Lesson 15 of the SQL Optimization Course: Index Design (MySQL Index Structures)

Introduction

For relational databases, the design of tables and SQL is written are particularly crucial. It wouldn’t be an exaggeration to say that they account for 90% of performance. So this time, specifically targeting these two major knowledge areas, we’ll conduct a detailed analysis for you, peeling back the layers.

This Series uses plain and understandable language and selects a large number of examples to elaborate on the subtleties for you.

🧑‍💻 Target audience:

DBA
Database developers
Students

We will use MySQL as the demonstration database.

In the previous article (Episode 15: Index Design (B+ Tree Organization)), we discussed why databases predominantly use B+ trees for index storage: they are well-suited for disk storage, leverage the properties of balanced multi-way trees, support disk pre-reading, and efficiently handle equality, range, and sequential scans. This article focuses on the index organization methods of MySQL’s two commonly used engines: MyISAM and InnoDB. Understanding these storage mechanisms is crucial for database optimization.

Clustered Index: Also known as a Clustered Index, this type of index ensures that the physical order of records in a table matches the logical order of the index. Since a table can only be stored in one physical order, a table can have at most one clustered index. Compared to non-clustered indexes, clustered indexes offer faster retrieval speeds.

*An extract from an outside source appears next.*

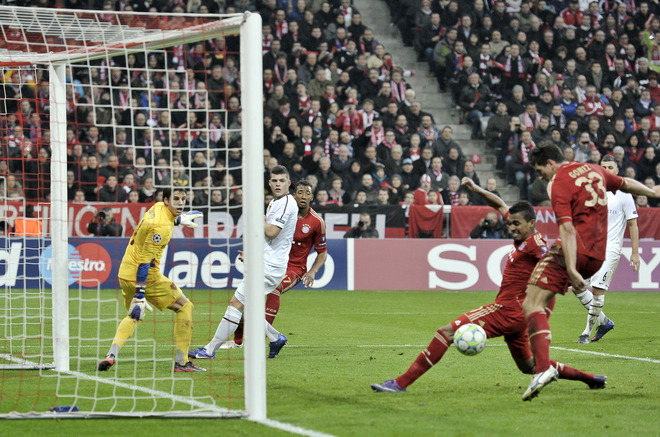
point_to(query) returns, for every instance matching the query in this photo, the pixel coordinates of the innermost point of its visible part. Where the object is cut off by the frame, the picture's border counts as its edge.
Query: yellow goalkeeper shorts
(161, 292)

In MySQL, only InnoDB tables support clustered indexes. The data in InnoDB tables is itself a clustered index, often referred to as an Index-Organized Table (IOT). Non-leaf nodes are ordered by the primary key, and leaf nodes contain the primary key and the corresponding row data. As a result, performing a full table scan in sequence is very fast for InnoDB tables.

Non-Clustered Index: Also called a Secondary Index, this type of index stores non-leaf nodes ordered by the index key values, while leaf nodes contain the index key values and the corresponding primary key values. In MySQL, apart from the primary key in InnoDB tables, all other indexes are secondary indexes. Engines like MyISAM and memory tables use non-clustered indexes. In simple terms, the index and row data are stored separately. A table can have multiple secondary indexes.

MyISAM tables are typical examples of tables where data and indexes are stored separately, with no fundamental difference between the primary key and secondary indexes. For instance, in a MyISAM table, the primary key and unique indexes are essentially the same.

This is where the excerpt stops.